How do communities that do not depend on the state for their articulation – the indigenous, migrant, those at the peripheries of the global economy, and/or indentured by it – envision what she calls extra-anthropocentric human rightness, and how do they practice such rightness in aesthetic production, specifically as manifest in the narrative arts? Further, since human rights norms are deeply immersed in cultures of materialist accumulation, she is specifically interested in how animist cultures, who have beliefs in the value of the non-human and immaterial, have developed practices of human rightness through aesthetics means.

This talk uses narratives, both fictional and non-fictional, to pose an alternative to human rights frameworks that is non-anthropocentric (but not anti-human) to reframe debates concerning the health of humans, of the environment, and of the relation between the two. Professor Jolly will theorize how to frame the concept of Human Rights as non-anthropocentric and then go on to talk about her HIV/AIDS research to communicate a sense of what such an outlook might look like in the sub-Saharan African setting, in a specific context of massive human death.

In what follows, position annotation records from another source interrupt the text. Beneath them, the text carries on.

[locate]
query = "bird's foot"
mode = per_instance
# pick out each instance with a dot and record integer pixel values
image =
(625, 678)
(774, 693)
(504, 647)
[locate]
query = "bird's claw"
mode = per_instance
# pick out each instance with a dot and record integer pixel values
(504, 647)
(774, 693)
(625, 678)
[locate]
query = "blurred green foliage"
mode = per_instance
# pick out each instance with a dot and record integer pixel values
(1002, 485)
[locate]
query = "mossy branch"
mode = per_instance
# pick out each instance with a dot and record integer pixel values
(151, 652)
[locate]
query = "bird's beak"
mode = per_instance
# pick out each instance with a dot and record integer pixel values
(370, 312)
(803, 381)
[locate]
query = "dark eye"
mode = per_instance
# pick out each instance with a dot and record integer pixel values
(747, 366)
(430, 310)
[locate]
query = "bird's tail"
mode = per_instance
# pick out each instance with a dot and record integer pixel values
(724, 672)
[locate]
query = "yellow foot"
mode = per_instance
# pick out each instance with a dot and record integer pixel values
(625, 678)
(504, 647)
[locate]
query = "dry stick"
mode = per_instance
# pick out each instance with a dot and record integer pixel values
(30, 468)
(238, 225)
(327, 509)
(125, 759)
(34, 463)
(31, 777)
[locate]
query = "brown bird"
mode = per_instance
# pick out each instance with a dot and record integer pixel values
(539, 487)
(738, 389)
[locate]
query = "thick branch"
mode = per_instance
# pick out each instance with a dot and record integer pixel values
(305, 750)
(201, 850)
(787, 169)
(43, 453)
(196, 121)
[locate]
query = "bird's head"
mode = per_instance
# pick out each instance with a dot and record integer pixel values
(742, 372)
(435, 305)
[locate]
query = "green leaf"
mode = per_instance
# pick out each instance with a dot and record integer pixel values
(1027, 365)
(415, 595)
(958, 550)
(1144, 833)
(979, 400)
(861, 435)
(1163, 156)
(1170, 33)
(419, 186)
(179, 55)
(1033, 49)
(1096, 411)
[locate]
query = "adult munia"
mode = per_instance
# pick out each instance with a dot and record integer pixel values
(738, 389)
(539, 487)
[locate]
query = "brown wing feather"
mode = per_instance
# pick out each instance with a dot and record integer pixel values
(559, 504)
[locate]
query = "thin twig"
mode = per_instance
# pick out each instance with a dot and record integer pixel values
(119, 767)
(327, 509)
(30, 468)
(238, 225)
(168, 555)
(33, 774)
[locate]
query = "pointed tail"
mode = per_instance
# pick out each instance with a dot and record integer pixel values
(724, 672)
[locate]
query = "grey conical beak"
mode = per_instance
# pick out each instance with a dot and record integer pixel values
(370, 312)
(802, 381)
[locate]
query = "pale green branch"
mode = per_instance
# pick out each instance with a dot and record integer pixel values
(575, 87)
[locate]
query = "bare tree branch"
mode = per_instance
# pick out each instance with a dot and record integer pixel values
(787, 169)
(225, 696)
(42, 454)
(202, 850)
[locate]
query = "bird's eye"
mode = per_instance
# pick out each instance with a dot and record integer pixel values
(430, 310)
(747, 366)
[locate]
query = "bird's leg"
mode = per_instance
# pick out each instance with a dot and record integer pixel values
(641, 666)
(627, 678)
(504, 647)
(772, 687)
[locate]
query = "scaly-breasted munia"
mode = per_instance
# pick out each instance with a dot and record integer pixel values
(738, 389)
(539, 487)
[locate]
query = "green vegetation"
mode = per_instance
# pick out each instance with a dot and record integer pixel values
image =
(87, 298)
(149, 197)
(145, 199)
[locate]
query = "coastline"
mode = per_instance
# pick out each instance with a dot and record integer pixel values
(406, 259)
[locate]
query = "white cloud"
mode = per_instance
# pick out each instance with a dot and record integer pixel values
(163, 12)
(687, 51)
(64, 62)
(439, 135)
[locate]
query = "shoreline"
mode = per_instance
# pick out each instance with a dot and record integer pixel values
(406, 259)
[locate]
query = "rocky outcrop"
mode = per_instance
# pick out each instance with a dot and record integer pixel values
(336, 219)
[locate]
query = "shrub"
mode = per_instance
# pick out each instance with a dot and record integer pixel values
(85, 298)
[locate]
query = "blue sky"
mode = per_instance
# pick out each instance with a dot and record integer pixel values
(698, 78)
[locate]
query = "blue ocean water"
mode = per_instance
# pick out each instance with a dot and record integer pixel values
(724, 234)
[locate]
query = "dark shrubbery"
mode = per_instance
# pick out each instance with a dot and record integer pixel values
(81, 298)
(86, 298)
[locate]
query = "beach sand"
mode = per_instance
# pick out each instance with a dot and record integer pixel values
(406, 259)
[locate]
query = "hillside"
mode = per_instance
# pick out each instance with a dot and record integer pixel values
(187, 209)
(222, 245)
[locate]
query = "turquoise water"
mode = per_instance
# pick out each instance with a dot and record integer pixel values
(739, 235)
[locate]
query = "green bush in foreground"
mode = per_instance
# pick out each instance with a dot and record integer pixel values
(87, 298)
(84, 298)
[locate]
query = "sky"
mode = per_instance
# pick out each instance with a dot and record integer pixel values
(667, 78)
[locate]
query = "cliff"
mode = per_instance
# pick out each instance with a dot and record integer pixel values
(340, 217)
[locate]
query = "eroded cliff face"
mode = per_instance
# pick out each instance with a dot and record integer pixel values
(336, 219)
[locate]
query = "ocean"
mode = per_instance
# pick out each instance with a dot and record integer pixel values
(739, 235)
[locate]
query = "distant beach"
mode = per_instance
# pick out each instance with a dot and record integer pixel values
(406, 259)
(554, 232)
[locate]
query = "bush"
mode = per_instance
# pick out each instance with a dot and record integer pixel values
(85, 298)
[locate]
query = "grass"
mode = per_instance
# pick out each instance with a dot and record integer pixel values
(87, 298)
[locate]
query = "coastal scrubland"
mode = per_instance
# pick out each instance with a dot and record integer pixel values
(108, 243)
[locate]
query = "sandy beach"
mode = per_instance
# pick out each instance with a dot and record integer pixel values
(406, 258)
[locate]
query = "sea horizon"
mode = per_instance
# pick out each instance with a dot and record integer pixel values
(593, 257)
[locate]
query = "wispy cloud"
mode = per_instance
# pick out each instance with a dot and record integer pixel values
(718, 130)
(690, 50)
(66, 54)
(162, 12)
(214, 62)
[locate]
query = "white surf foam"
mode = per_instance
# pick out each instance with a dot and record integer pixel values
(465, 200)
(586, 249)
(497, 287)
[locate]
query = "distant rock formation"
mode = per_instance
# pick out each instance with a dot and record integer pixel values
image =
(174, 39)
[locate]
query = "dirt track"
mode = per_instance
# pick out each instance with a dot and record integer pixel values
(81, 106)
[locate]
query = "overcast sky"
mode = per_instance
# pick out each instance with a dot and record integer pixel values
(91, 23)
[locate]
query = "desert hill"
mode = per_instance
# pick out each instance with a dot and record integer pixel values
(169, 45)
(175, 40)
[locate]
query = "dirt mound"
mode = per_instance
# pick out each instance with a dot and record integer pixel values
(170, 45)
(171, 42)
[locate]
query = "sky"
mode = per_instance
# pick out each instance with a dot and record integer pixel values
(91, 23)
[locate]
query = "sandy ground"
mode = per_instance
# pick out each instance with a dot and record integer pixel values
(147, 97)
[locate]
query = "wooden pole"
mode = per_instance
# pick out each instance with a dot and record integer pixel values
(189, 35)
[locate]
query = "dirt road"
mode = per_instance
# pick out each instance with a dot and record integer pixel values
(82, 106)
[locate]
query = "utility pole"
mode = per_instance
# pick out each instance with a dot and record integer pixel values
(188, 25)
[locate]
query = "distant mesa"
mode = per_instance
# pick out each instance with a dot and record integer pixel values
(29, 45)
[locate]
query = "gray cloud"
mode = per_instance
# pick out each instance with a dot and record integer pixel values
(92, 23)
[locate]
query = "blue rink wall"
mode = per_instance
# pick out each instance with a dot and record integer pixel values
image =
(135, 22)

It is her hope that this talk may open a discussion of what extra-anthropocentric human rightness may have to offer in the current Australian context of massive non-human animal extinction in the fires.

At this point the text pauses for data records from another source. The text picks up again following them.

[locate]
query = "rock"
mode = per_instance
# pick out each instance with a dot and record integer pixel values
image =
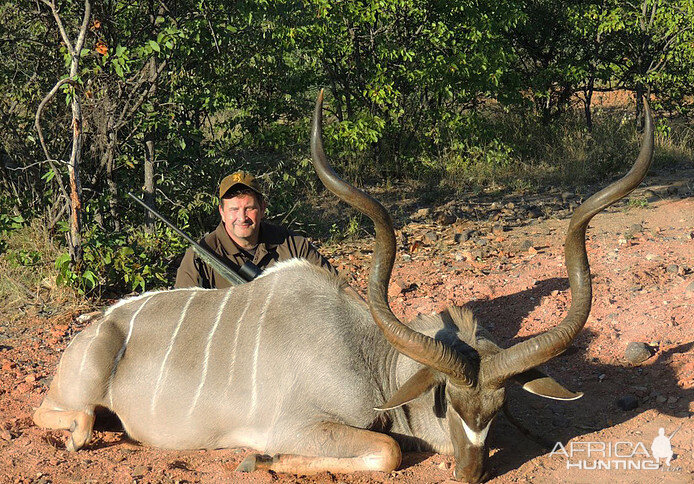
(445, 218)
(464, 236)
(420, 214)
(140, 471)
(498, 229)
(431, 236)
(628, 402)
(636, 353)
(650, 195)
(535, 212)
(566, 196)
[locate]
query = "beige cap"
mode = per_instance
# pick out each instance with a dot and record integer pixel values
(239, 178)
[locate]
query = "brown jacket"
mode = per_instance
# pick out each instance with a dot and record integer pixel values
(275, 244)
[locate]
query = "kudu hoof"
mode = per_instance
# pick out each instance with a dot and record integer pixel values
(255, 462)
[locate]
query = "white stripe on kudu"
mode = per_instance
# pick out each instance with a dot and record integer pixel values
(122, 349)
(207, 353)
(164, 367)
(86, 351)
(236, 338)
(254, 387)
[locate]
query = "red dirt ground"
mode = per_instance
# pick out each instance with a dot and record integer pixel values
(642, 260)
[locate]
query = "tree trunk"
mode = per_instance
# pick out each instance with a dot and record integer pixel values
(149, 184)
(588, 92)
(75, 234)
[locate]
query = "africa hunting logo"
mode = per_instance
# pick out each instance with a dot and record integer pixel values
(622, 455)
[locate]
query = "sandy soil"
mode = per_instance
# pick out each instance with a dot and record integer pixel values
(511, 274)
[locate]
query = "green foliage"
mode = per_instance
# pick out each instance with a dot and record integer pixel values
(450, 93)
(121, 263)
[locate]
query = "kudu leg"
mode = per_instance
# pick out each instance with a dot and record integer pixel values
(331, 447)
(80, 423)
(80, 384)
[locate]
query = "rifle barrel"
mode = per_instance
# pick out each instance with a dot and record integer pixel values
(217, 263)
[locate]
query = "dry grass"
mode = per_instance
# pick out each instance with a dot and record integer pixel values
(27, 285)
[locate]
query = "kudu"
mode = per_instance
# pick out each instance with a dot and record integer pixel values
(292, 364)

Rose Jolly was born in South Africa and left for Canada in 1981 due to the apartheid regime of the time. She came to Penn State in 2013. Her overarching interest is in the ways in which representations of violence and reconciliation actually affect inter-governmental, inter-community and inter-personal relations in contexts of conflict. Her work explores the links between living conditions of extreme deprivation, gender-based violence and coercion, and the HIV pandemic. She has worked with victim-survivors of state sponsored torture, gender-based violence, and communities fractured by illness globally. She explores the ethics of working with highly vulnerable communities in research and development.

She has published in the fields of South African literature and culture, postcolonial theory, and the critical medical humanities. Her work has involved mixed quantitative and qualitative methodologies. She is particularly experienced in qualitative analysis of oral testimony and tools of qualitative research that involve embodied gesture in addition to conventional verbalization.